Oh, so it’s a live experience. Oh my gosh, this sounds amazing. I thought it was some magazine and I was feeling embarrassed that I had never heard of it before. Sounds incredible, I’m in.

New York Screening For NEW YORKER PRESENTS
Getty Image

You would love it. It brings a magazine to life, much like The New Yorker Presents. I’m curious about the idea of visualizing magazines in new ways. Could this show spark ideas for other magazines?

I think it could. We’re not really trying to be an exact reflection of the magazine. We’re using the magazine as our inspiration and our starting point with the blessings of David Remnick and his writers and editors at the magazine. But I think there’s so much packed into every single issue of that magazine, not all of which, by the way, translates to a visual medium. But a lot of it can. And the other great and compelling thing about this particular series is that The New Yorker didn’t bind us to every detail of every story. They allowed the filmmakers and us to riff off these stories and saw the stories as starting points, but then let the filmmakers bring their own vision to it, or take part of an article then expand on that. With The New Yorker, it’s particularly interesting because it combines non-fiction and fiction. A lot of magazines don’t do that, so that gave us the license to have all different types of storytelling all in one show.

Was there a discussion of how you wanted to evoke the feeling of The New Yorker and have that come across in the show? Because it’s interesting, when I watched the show, the feeling is the magazine. How did you do that?

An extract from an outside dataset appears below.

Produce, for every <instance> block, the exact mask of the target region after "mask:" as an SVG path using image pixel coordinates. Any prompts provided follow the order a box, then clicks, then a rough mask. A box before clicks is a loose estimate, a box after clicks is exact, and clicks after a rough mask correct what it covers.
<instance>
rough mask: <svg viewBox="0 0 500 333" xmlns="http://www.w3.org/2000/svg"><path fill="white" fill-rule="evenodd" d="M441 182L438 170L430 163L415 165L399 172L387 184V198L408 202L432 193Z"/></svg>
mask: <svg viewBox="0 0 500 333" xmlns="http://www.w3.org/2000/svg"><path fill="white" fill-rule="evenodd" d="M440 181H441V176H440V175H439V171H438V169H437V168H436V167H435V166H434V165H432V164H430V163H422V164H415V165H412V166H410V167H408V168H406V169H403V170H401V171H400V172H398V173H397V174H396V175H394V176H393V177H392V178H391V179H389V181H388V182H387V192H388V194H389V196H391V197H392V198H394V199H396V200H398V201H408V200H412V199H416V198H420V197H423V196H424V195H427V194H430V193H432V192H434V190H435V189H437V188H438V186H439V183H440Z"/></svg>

You don’t even know, that’s the biggest compliment that I could ask for. One of my personal, creative challenges was to acknowledge that all of these pieces are very different from each other. Every film is on a different subject in a different style. There’s fiction, there’s non-fiction, and they’re all done by different filmmakers, so they look and feel different. There’s a challenge in trying to make them feel like they are of the same universe. Even though these stories are so different, what ties them together? I came up with this idea that we dip into all of these smaller, shorter-form worlds. The New Yorker is where it all starts. You see that some of our episodes include quick, behind the scenes, very cinematically shot vignettes at The New Yorker. But The New Yorker is an icon in and of itself of this city, New York City. I thought that might give us the license to explore New York a lot, in the same way that the magazine opens windows into all of these different worlds, I thought the show could do the same. In that way, the connective tissue became the cinematic looks behind the doors and windows of New York City with our around town interstitials that are really beautifully shot.

Is there a story from the series that resonates most with you? I know, that’s sort of an unfair question.

It kind of is. [Laughs.] It’s so hard to say one. I would say my feelings about these pieces can change on a day-to-day basis. I’m compelled by all of the stories in the series. But my relationship to them changes depending on what’s going on in the world or how I’m feeling. There’s one character in particular I’m comfortable saying really sticks with me and that’s the character Cassandro in Roger Ross Williams’ film “The Man Without a Mask,” based on the article [by William Finnegan] of the same name. He’s a lucha libre wrestler who’s an out-of-the-closet gay man who grew up in a very macho society and somehow found his place in this world of lucha libre wrestling. I find him to be one of the more resilient and compelling and moving characters ever. He really just stuck with me. I’m very moved by his story and his strengths.